Bees love my raspberry bushes, maybe because they flower when the weather warms up enough for bees to survive, so I get bumper crops every year. These raspberry bushes reliably supply us with tasty berries all summer and ask very little in return. Birds and bugs leave them alone and I haven’t had a problem with disease so I don’t bother to cover them. A sturdy frame that supports them is all I use, and I try to contain them within its bounds, but raspberries don’t stay where they’re put and will send up shoots willy nilly — in paths, in the grass, in sidewalk cracks. I dig up these rogue shoots and re-plant them in the bed, filling up empty spaces.
My 30-foot by two-foot bed used to produce enough berries to feed two of us every morning most of the summer, starting mid June, with enough extra to freeze for winter, although this year they haven’t started to produce yet. I’m a bit worried because I haven’t seen pollinators like bees storming the raspberry canes as they have in previous years, but I’m planning to make raspberry jelly with some and try dehydrating others this year to grind into flour just for fun. They need all the sun they can get so the bed sits at the north side of the yard.

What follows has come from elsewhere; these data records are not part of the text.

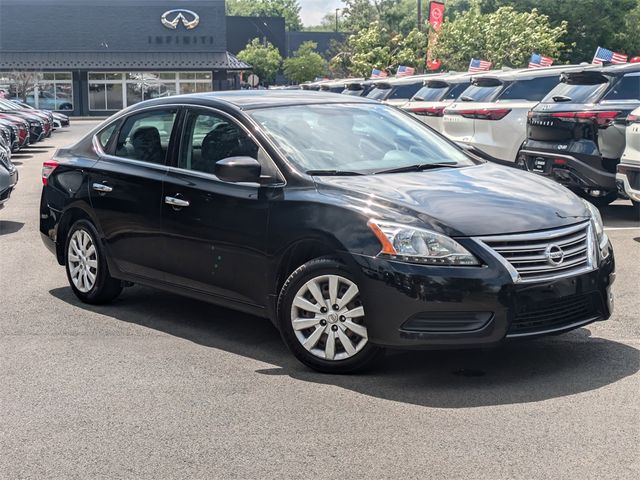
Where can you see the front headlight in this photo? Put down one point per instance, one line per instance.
(417, 245)
(598, 225)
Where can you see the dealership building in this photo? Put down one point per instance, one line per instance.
(96, 57)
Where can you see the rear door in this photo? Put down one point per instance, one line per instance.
(217, 240)
(126, 189)
(623, 97)
(458, 122)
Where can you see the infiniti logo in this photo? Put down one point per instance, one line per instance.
(554, 255)
(172, 18)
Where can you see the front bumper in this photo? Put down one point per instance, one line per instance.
(569, 170)
(415, 306)
(628, 180)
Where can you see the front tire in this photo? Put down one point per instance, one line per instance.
(322, 319)
(87, 269)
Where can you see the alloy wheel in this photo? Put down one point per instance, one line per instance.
(328, 317)
(83, 261)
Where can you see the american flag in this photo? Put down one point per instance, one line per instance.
(476, 65)
(604, 55)
(405, 71)
(538, 61)
(376, 73)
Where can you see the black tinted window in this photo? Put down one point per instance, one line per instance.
(575, 92)
(146, 136)
(405, 91)
(209, 138)
(628, 88)
(455, 91)
(105, 135)
(379, 93)
(532, 90)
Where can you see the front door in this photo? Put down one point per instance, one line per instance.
(216, 232)
(126, 190)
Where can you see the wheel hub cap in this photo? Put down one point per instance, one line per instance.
(82, 258)
(328, 318)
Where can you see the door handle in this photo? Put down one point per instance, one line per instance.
(102, 188)
(176, 202)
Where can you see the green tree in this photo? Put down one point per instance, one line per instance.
(306, 64)
(264, 59)
(377, 47)
(608, 23)
(505, 37)
(289, 9)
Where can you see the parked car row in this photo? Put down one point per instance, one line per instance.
(21, 125)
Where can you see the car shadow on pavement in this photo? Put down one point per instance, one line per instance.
(7, 227)
(522, 372)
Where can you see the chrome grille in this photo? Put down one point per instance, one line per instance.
(545, 255)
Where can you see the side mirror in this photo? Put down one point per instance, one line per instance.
(238, 169)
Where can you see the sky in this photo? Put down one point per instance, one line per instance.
(313, 10)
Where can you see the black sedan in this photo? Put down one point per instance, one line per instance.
(348, 223)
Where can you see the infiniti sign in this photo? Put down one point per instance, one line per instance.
(172, 18)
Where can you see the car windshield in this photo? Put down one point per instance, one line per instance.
(355, 138)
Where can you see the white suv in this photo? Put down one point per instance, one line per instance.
(491, 114)
(628, 175)
(438, 92)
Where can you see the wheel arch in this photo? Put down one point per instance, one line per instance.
(70, 215)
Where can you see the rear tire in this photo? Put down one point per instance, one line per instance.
(86, 267)
(323, 301)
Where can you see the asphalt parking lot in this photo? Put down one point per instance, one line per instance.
(157, 386)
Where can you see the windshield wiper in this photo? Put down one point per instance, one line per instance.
(419, 167)
(335, 173)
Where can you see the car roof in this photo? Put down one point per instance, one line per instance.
(529, 73)
(252, 99)
(622, 68)
(394, 81)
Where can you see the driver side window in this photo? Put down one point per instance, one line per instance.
(209, 138)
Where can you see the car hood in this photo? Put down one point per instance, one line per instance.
(485, 199)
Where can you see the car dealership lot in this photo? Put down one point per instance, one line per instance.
(158, 386)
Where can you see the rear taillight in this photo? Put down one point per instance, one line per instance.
(47, 169)
(603, 119)
(482, 113)
(428, 111)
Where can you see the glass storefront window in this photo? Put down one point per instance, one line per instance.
(114, 91)
(48, 91)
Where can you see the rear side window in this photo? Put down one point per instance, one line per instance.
(533, 90)
(455, 91)
(480, 93)
(628, 88)
(578, 89)
(405, 91)
(209, 138)
(146, 136)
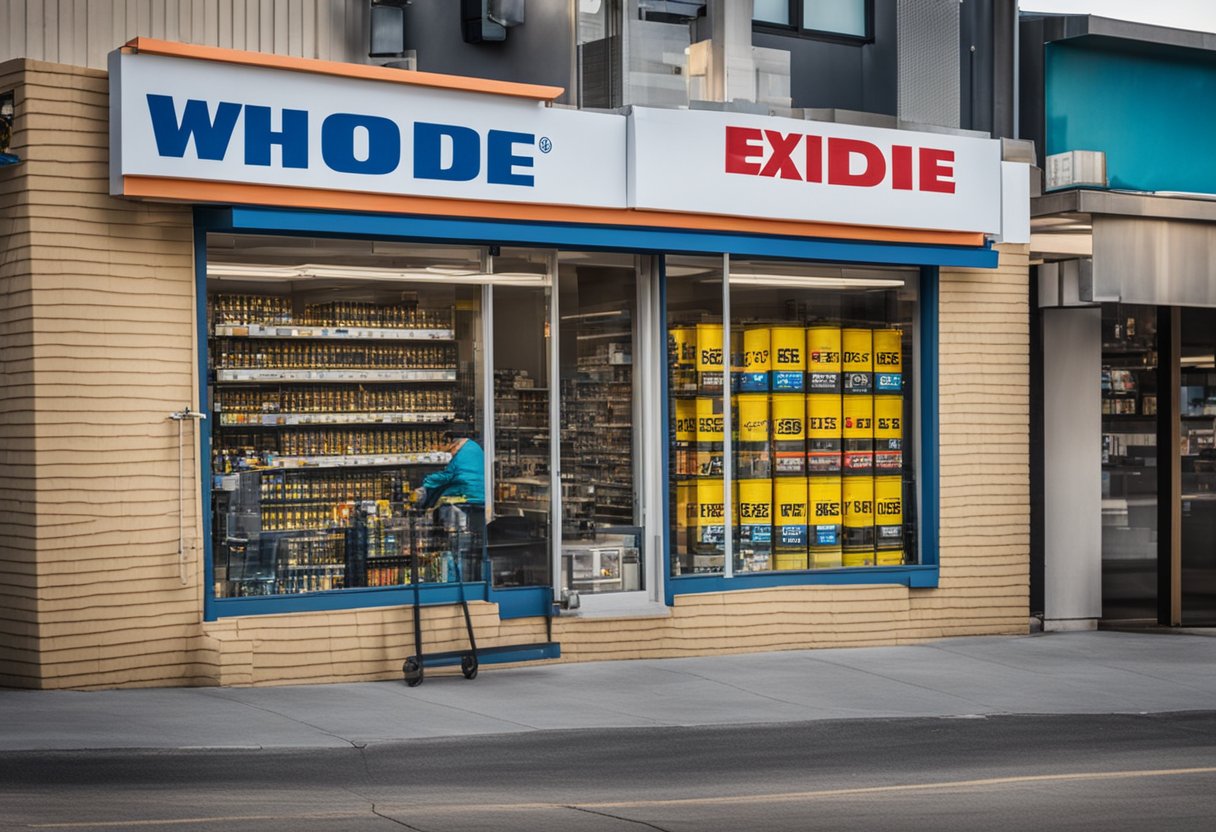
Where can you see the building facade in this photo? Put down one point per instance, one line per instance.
(722, 415)
(1125, 291)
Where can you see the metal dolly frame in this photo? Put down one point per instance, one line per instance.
(414, 668)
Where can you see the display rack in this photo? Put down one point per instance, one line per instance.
(314, 436)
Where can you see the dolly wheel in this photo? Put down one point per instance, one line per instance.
(468, 665)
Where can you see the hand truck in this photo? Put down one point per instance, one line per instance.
(469, 659)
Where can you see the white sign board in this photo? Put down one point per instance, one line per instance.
(184, 118)
(189, 119)
(714, 162)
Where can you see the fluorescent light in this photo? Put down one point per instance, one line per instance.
(809, 281)
(584, 316)
(254, 271)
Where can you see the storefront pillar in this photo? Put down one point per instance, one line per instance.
(1073, 468)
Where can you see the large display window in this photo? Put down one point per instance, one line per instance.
(345, 380)
(343, 377)
(791, 425)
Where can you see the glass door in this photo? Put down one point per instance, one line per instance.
(1129, 462)
(1197, 450)
(521, 512)
(600, 449)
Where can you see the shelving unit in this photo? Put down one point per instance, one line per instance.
(292, 516)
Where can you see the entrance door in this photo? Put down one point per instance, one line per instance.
(601, 376)
(1129, 462)
(1197, 455)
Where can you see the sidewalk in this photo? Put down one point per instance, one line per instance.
(1068, 673)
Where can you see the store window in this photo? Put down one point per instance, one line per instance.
(339, 372)
(822, 473)
(842, 18)
(697, 432)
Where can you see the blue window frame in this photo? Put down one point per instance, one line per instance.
(534, 601)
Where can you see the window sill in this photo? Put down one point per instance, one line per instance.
(348, 599)
(912, 575)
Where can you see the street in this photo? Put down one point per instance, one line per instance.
(992, 773)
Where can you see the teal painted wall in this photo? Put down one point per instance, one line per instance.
(1154, 114)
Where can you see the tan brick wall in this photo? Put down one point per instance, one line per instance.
(96, 299)
(18, 578)
(103, 291)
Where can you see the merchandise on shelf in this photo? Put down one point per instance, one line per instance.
(305, 473)
(818, 477)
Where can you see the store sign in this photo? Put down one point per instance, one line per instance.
(184, 121)
(187, 119)
(714, 162)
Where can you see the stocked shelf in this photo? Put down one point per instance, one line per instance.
(288, 420)
(358, 460)
(336, 332)
(265, 375)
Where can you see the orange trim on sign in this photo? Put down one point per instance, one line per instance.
(366, 72)
(279, 196)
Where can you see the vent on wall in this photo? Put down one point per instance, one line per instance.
(927, 41)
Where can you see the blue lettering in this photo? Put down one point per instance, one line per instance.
(338, 144)
(258, 136)
(427, 147)
(210, 138)
(501, 162)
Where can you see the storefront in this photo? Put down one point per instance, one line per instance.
(1125, 292)
(735, 377)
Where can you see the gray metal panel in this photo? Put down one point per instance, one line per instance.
(928, 62)
(1073, 465)
(540, 51)
(84, 32)
(1157, 262)
(843, 76)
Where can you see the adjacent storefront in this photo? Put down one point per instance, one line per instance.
(701, 353)
(1126, 293)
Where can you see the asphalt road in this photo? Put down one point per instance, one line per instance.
(997, 773)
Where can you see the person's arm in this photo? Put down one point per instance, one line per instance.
(440, 479)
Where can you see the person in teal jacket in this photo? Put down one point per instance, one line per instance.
(463, 477)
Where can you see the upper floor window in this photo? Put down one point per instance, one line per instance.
(842, 18)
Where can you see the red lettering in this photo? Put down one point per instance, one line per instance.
(901, 168)
(815, 158)
(780, 162)
(840, 152)
(742, 146)
(935, 167)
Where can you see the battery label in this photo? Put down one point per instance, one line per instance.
(888, 382)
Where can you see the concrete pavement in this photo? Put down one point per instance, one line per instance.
(1065, 673)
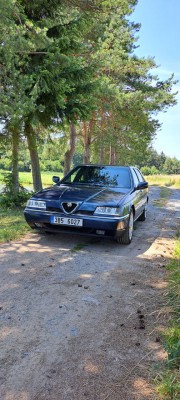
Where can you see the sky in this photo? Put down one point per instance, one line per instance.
(159, 37)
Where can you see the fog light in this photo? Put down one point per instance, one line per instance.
(98, 232)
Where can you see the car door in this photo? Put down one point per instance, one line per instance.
(142, 192)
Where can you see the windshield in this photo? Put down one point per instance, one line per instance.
(103, 176)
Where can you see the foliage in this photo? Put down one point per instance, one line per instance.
(13, 224)
(10, 198)
(66, 62)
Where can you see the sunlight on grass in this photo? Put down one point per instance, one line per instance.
(26, 177)
(168, 378)
(13, 225)
(164, 180)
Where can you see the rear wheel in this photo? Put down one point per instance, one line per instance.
(127, 235)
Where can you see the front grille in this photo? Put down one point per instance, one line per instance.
(84, 212)
(69, 207)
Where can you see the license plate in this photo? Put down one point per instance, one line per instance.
(66, 221)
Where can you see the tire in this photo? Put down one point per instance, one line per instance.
(144, 214)
(127, 235)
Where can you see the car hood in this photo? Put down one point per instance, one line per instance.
(80, 194)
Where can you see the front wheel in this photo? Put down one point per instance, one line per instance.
(127, 235)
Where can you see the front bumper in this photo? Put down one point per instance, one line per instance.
(92, 225)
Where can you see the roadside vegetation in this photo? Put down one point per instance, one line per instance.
(25, 178)
(168, 378)
(13, 225)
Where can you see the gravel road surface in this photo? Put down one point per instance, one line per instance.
(80, 318)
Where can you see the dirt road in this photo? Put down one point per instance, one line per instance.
(80, 317)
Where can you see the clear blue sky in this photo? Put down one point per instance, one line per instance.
(159, 37)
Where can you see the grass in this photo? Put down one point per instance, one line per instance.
(164, 180)
(26, 177)
(168, 379)
(13, 225)
(163, 197)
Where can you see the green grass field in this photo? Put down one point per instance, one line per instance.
(13, 225)
(26, 177)
(164, 180)
(168, 378)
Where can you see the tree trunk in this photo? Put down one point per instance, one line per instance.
(87, 143)
(112, 155)
(70, 152)
(15, 149)
(32, 145)
(101, 152)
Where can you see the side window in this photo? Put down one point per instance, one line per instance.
(139, 175)
(136, 181)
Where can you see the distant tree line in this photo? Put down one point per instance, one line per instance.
(155, 163)
(71, 87)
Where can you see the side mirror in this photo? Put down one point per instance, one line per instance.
(55, 179)
(142, 185)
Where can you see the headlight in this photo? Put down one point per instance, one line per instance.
(107, 210)
(36, 204)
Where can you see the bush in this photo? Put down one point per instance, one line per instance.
(11, 198)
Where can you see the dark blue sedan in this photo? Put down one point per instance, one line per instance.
(96, 200)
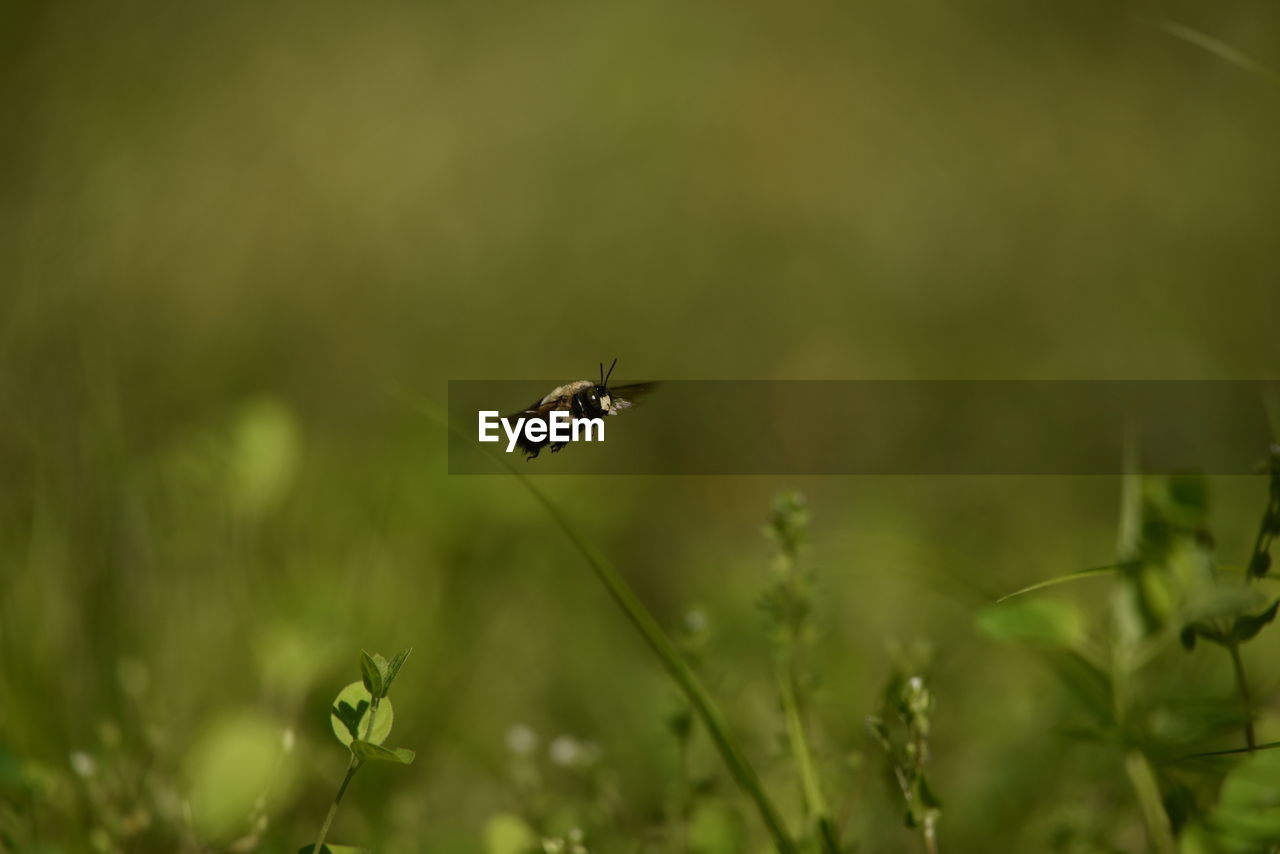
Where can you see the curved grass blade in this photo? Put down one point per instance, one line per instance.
(1070, 576)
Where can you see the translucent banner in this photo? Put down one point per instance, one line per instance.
(868, 427)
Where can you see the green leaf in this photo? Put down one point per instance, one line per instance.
(378, 753)
(1248, 626)
(1041, 621)
(1247, 808)
(350, 716)
(393, 668)
(373, 675)
(507, 834)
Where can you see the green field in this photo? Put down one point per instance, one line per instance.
(245, 246)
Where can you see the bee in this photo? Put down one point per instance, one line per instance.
(581, 398)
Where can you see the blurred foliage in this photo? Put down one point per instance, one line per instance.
(227, 231)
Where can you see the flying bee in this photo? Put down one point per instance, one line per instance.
(583, 398)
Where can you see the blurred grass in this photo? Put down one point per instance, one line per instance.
(233, 222)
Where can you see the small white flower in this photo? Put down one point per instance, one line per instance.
(83, 763)
(565, 750)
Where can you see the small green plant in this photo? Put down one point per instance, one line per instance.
(789, 603)
(1170, 588)
(903, 731)
(361, 717)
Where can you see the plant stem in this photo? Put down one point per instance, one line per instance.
(741, 771)
(351, 772)
(1160, 834)
(333, 807)
(1242, 686)
(676, 667)
(814, 800)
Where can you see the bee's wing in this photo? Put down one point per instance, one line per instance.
(627, 396)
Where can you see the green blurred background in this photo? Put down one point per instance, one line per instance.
(228, 229)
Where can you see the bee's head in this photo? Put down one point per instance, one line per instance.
(599, 396)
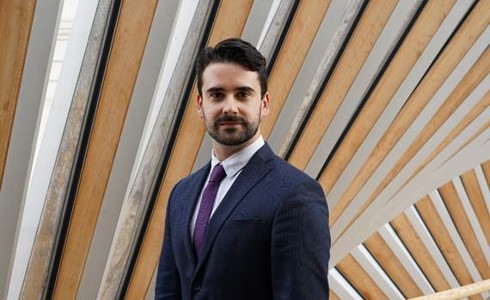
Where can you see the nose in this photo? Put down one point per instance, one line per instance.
(230, 106)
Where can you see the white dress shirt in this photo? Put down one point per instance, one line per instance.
(233, 166)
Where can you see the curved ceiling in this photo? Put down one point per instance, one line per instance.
(384, 102)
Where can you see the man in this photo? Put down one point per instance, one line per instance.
(248, 225)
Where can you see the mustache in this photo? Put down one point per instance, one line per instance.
(234, 119)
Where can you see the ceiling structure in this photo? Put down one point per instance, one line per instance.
(384, 102)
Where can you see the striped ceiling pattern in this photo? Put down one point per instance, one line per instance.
(384, 102)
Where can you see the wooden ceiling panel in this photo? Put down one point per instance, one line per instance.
(304, 27)
(15, 28)
(424, 259)
(399, 95)
(453, 204)
(419, 36)
(444, 65)
(229, 22)
(438, 230)
(359, 279)
(123, 65)
(477, 201)
(353, 57)
(392, 266)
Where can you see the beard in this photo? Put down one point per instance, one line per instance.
(234, 135)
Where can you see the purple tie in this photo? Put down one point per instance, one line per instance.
(206, 207)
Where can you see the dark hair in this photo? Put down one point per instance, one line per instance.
(236, 51)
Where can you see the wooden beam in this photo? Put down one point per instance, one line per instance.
(299, 38)
(392, 266)
(359, 279)
(15, 28)
(455, 51)
(127, 51)
(434, 224)
(486, 171)
(459, 292)
(454, 206)
(472, 188)
(478, 109)
(229, 22)
(358, 49)
(464, 88)
(36, 278)
(421, 255)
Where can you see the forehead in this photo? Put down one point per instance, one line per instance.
(224, 74)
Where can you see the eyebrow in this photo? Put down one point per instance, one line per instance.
(240, 88)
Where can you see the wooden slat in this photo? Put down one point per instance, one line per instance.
(15, 29)
(459, 292)
(358, 49)
(230, 21)
(293, 52)
(124, 62)
(419, 36)
(486, 171)
(419, 252)
(359, 279)
(433, 221)
(333, 296)
(472, 187)
(476, 74)
(478, 109)
(392, 266)
(460, 219)
(455, 51)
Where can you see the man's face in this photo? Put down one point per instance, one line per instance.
(230, 104)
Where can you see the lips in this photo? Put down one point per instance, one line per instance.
(230, 121)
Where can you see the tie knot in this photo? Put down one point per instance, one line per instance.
(217, 174)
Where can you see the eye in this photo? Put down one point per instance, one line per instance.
(243, 95)
(215, 95)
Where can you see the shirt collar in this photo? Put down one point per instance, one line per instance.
(237, 161)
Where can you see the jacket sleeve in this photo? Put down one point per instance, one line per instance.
(300, 246)
(167, 285)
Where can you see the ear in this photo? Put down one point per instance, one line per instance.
(265, 102)
(200, 111)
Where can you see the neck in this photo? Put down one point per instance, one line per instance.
(222, 152)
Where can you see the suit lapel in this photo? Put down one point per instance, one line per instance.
(195, 186)
(252, 173)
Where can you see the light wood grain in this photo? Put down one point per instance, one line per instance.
(229, 22)
(460, 219)
(421, 255)
(472, 187)
(353, 58)
(459, 292)
(441, 236)
(121, 73)
(15, 29)
(359, 279)
(392, 266)
(299, 38)
(448, 60)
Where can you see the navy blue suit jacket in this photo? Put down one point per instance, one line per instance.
(268, 239)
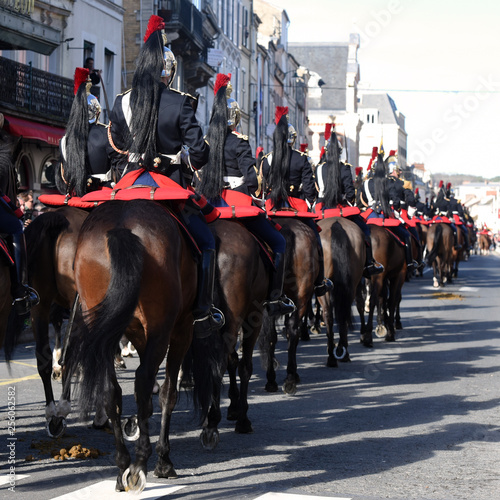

I was told by another gardener that if I cut down all the vines in the fall, I’d get a lot of berries all at once the following year, but if I only cut down the spent vines, I’d harvest fewer berries every day all summer. I follow the latter suggestion, trimming off dead and spent vines two inches from the ground once berry season is over. Because raspberries constantly send up shoots everywhere, we only needed to start with a few and filled up the bed within a couple of years.
I follow the same routine as the rest of the garden; sprinkling one quarter inch each of organic fertilizer and compost in spring, laying soaker hoses along the soil to water about twice a week during the dry summer, spraying compost tea over the plants every two or three weeks and hand weeding the bed.
If I only had room for one fruit it would be raspberries because they are easy to grow, don’t suffer from predation, flower during warm weather when bees abound to pollinate them and provide us with delicious breakfasts every late summer and early fall. How can you beat a crop that takes up little space and whose fruit provides 32.2 mg of vitamin C, 8 g of fibre and 27 mg of magnesium per cup?